We saw in Samples, a way to enhance scikit pipelines with metadata that how using samples can improve the workflow of our machine learning experiments. However, we did not discuss how to create the samples in the first place.

In all reproducible machine learning experiments, each database comes with one or several protocols that define exactly which files should be used for training, development, and testing. These protocols can be defined in .csv files where each row represents a sample. Using .csv files to define the protocols of a database is advantageous because the files are easy to create and read. And, they can be imported and used in many different libraries.

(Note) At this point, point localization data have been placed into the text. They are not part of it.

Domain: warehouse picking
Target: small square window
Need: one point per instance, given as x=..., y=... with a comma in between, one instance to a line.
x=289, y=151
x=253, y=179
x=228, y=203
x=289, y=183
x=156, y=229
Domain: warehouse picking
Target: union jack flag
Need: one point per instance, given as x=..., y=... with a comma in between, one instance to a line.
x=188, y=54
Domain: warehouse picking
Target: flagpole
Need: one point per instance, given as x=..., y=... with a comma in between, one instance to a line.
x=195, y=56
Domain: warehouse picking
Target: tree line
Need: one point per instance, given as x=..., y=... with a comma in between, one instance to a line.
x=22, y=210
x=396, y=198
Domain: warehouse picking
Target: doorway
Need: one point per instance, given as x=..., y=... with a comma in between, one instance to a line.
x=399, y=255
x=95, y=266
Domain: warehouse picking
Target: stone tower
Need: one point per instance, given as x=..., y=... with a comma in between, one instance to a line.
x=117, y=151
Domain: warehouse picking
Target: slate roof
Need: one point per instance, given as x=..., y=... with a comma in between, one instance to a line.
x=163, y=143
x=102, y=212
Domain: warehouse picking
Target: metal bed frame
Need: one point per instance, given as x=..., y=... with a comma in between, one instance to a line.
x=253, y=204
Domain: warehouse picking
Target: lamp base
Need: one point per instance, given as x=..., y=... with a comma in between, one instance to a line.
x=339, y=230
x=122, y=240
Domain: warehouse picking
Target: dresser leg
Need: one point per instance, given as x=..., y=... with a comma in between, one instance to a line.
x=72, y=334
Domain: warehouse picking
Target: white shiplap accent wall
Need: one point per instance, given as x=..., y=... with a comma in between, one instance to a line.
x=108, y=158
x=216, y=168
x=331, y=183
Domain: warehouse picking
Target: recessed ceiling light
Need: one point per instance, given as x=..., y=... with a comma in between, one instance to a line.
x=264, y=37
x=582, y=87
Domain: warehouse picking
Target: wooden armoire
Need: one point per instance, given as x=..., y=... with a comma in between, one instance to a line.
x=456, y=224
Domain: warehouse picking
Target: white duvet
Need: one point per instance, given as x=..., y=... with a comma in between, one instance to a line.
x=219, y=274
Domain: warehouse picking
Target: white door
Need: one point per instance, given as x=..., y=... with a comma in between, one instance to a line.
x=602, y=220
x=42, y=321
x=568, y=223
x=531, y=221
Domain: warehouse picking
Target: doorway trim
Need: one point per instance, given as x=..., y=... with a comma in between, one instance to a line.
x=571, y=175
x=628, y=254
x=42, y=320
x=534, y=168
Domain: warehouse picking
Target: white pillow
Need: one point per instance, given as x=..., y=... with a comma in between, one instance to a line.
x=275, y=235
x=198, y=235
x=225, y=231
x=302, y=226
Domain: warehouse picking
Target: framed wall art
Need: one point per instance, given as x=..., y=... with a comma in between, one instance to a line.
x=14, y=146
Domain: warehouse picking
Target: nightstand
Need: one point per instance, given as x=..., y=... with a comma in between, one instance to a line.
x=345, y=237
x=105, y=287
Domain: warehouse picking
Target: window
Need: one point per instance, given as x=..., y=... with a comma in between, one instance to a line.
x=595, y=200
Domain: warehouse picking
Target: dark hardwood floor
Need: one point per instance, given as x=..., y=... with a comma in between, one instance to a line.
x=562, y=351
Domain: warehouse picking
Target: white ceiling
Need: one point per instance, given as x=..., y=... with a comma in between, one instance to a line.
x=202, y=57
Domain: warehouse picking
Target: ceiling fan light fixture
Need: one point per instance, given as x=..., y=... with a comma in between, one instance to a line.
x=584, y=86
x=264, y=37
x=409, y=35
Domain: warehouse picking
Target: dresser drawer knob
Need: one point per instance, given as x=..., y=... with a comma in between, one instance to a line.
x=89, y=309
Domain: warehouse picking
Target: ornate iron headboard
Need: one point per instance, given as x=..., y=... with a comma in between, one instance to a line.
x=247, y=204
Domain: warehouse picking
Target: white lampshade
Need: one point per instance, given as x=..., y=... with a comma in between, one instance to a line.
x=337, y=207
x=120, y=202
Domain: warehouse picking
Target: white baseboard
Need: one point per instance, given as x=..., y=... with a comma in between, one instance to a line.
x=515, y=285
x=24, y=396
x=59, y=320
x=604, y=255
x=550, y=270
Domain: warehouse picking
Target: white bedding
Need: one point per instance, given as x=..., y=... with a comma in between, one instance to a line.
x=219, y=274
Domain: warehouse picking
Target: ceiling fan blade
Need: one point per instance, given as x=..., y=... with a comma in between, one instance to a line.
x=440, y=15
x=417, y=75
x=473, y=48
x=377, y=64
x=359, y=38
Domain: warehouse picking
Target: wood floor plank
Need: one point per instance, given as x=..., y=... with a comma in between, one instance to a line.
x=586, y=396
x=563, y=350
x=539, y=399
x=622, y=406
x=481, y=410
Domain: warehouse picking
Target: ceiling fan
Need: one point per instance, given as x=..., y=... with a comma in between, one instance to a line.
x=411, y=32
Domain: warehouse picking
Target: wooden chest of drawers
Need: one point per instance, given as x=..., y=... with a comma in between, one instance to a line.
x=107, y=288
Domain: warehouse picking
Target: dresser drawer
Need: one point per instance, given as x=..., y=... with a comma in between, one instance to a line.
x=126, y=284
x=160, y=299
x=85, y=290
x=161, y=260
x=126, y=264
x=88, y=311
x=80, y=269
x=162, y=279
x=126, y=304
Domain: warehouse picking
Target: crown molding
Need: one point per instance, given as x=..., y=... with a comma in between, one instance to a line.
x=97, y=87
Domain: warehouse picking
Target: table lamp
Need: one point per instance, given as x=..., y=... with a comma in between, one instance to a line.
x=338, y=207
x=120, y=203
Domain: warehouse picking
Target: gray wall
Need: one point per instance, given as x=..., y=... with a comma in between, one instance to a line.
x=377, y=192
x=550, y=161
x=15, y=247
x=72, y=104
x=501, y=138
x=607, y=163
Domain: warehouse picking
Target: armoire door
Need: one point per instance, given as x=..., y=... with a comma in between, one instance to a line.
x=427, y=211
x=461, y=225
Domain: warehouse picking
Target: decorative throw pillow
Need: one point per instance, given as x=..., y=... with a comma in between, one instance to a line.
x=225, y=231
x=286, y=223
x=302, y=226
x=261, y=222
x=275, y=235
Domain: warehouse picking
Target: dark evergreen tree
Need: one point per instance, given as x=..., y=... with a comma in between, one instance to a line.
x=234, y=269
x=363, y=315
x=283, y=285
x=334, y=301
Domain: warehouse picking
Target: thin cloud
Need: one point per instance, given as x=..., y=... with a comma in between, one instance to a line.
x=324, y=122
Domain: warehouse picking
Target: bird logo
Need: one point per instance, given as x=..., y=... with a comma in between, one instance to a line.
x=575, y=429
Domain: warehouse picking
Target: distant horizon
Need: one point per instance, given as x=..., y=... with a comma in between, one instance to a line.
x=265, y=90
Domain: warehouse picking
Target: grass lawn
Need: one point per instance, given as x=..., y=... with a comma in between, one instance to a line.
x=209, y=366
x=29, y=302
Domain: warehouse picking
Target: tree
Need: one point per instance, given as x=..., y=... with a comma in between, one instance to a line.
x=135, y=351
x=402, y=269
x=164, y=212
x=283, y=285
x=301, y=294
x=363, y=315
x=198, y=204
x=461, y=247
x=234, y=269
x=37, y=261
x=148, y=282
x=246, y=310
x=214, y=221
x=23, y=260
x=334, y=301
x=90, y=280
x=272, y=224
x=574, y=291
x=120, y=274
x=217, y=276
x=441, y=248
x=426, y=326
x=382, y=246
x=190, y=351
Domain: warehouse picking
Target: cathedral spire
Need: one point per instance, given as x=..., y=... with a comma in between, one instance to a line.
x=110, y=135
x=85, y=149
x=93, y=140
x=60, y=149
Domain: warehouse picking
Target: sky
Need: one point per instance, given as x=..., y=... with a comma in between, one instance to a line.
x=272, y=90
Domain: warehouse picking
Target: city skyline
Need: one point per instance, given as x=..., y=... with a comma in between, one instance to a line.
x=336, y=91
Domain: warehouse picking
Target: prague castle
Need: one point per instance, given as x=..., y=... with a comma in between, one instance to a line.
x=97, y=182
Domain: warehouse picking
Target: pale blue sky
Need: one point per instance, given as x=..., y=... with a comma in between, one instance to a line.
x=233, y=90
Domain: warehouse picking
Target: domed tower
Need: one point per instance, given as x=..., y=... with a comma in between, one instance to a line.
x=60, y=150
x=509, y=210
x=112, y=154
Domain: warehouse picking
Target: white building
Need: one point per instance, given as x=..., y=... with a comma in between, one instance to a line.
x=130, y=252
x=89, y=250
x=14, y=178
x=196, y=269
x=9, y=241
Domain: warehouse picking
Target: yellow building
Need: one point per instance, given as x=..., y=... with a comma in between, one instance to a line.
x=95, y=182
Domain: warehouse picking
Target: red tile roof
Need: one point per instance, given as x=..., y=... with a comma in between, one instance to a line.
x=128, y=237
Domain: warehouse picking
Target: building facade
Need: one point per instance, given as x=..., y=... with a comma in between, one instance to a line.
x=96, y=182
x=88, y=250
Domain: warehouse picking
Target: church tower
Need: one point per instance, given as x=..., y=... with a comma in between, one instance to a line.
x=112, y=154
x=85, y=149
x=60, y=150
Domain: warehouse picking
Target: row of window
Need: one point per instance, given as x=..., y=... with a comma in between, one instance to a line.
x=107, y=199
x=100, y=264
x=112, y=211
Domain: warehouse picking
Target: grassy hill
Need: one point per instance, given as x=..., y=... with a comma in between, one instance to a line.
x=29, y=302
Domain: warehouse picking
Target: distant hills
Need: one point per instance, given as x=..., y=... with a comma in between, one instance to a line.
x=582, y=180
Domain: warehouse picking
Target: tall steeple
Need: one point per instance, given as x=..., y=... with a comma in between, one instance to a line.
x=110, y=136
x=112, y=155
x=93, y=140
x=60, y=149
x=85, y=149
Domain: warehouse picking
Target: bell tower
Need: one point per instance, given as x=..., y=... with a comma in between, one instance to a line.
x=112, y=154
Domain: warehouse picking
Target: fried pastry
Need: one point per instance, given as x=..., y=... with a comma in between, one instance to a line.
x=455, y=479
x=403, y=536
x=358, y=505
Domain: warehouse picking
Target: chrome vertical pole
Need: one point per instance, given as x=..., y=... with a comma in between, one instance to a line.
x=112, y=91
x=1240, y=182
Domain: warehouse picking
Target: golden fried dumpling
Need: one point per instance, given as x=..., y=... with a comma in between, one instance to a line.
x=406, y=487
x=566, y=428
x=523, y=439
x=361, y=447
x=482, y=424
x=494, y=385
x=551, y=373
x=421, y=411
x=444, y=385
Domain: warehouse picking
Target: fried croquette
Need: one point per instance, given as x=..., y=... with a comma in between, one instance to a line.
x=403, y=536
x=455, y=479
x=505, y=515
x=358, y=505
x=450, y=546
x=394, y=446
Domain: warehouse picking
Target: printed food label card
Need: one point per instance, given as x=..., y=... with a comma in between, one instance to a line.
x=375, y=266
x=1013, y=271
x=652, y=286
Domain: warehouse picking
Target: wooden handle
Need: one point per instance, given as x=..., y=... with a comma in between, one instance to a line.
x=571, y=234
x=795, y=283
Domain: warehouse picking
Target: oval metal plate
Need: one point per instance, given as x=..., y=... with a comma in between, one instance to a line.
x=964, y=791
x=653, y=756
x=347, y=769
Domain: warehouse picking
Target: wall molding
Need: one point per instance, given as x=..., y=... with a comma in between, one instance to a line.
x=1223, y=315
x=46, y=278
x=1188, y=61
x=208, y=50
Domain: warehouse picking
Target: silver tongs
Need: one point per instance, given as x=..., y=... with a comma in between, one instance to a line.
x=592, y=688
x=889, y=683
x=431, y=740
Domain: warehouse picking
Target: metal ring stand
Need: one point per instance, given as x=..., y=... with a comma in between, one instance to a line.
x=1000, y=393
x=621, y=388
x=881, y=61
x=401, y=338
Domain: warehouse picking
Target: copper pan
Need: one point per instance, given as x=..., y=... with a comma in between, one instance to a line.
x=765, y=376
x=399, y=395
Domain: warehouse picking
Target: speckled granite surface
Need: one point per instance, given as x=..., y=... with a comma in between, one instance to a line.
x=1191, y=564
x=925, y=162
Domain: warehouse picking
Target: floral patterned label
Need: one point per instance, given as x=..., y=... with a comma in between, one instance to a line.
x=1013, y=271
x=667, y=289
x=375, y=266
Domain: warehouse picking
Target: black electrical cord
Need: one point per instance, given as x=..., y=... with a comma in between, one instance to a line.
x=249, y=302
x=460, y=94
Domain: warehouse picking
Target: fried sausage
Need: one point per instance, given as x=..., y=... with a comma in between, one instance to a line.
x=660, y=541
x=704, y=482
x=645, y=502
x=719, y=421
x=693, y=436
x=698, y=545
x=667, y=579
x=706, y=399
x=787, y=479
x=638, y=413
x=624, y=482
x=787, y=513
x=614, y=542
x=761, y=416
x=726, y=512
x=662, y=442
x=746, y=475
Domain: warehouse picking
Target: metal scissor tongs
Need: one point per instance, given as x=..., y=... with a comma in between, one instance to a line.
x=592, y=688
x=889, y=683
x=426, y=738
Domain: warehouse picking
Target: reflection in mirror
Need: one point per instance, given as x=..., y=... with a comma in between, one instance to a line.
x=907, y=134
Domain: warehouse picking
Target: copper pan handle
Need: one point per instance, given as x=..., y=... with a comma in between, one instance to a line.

Here, we provide bob.pipelines.FileListDatabase that can be used to read .csv files and generate bob.pipelines.Sample. The format is extremely simple. You must put all the protocol files in a folder with the following structure:

dataset_protocols_path/<protocol>/<group>.csv

where each subfolder points to a specific protocol and each file contains the samples of a specific group or set (e.g. training set). The names of the protocols are the names of folders and the name of each group is the name of the file.

Note

Instead of pointing to a folder, you can also point to a compressed tarball that contains the protocol files.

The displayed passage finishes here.